4. The argument against treating this as a settled trend

It would be premature to read Parasite as the start of a continuous trend. The 2020 ceremony was a watershed moment, but the subsequent years have been more uneven. CODA (2021) won Best Picture as a mostly-English film with significant ASL content — a meaningful diversity win, but not, strictly speaking, a non-English-language win. Drive My Car was nominated in 2021 but did not win. All Quiet on the Western Front won Best International Feature in 2022 but lost Best Picture to Everything Everywhere All at Once. The Zone of Interest won Best International Feature in 2023 but lost Best Picture to Oppenheimer.

The pattern, then, is that non-English-language films are now plausibly competitive in the Best Picture race — they get nominated, they sometimes win technical categories — but only one has actually won the top prize since 2020. Whether this is the beginning of a slow normalisation or whether Parasite was a one-off remains an open question. The next decade will tell.

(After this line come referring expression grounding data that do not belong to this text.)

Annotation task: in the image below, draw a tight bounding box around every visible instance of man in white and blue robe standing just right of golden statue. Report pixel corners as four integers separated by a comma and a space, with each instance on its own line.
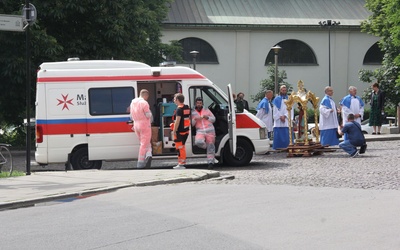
319, 87, 339, 146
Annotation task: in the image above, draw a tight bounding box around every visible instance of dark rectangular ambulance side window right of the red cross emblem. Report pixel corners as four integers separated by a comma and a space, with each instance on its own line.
89, 87, 134, 115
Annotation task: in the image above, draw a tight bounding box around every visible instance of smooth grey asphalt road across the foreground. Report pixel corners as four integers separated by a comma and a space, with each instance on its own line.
0, 183, 400, 250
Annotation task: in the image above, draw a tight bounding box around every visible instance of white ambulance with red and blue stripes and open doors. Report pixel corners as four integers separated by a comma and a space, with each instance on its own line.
35, 60, 269, 169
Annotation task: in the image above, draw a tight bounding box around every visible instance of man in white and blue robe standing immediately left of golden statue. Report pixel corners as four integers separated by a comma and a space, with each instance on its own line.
272, 85, 294, 149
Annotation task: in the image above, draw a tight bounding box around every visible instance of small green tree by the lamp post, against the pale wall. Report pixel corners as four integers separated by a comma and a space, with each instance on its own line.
250, 64, 292, 102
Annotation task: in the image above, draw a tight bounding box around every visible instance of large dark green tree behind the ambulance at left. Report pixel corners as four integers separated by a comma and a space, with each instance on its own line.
0, 0, 181, 127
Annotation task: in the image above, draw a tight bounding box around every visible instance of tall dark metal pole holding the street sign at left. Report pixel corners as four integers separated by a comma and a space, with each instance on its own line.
25, 0, 31, 175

5. What the future Academy looks like

If the structural changes hold, the Academy of 2030 will be more international, younger, and more attuned to non-Hollywood cinema than the Academy of 2010. The combination of expanding international membership and the streaming-distribution infrastructure makes it likely that a non-English-language Best Picture winner will become a regular occurrence rather than an exceptional one.

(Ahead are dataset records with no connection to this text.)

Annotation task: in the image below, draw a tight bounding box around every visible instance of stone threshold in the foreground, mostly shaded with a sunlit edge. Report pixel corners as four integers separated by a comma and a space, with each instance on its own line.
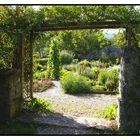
17, 112, 118, 135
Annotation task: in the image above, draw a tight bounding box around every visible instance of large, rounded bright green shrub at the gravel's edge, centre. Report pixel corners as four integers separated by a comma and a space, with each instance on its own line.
60, 72, 92, 94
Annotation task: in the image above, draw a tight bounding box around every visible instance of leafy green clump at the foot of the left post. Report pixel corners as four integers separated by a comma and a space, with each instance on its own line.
28, 98, 50, 112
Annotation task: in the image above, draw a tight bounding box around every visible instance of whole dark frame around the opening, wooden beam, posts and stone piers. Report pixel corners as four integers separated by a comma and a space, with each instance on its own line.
0, 21, 140, 131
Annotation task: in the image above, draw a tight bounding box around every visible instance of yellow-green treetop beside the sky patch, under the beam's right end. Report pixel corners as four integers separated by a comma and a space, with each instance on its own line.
111, 32, 127, 47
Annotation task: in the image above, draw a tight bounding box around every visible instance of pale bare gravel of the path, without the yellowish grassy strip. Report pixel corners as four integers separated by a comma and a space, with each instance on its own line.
34, 81, 117, 108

This will, in turn, shape which films get financed. International filmmakers who can plausibly produce in their own language for global distribution will find their projects easier to fund. The shift will probably benefit non-American directors (Bong, Hamaguchi, Hirokazu Kore-eda, Almodóvar, Sciamma) and the territories that produce serious adult cinema at scale (South Korea, Japan, France, Germany, Spain, Iran, Mexico).

What it will not do, automatically, is change Hollywood. The studios in Los Angeles are still primarily English-language operations with American audience expectations. The Academy's voting body has changed faster than the industry it serves. The decade ahead is likely to be one in which the gap between what the Academy honours and what the studios produce widens significantly. That is also, in its own way, an argument against complacency. The change is real. The economic system that produced ninety-one years of English-language Best Picture winners has not, itself, fundamentally changed yet.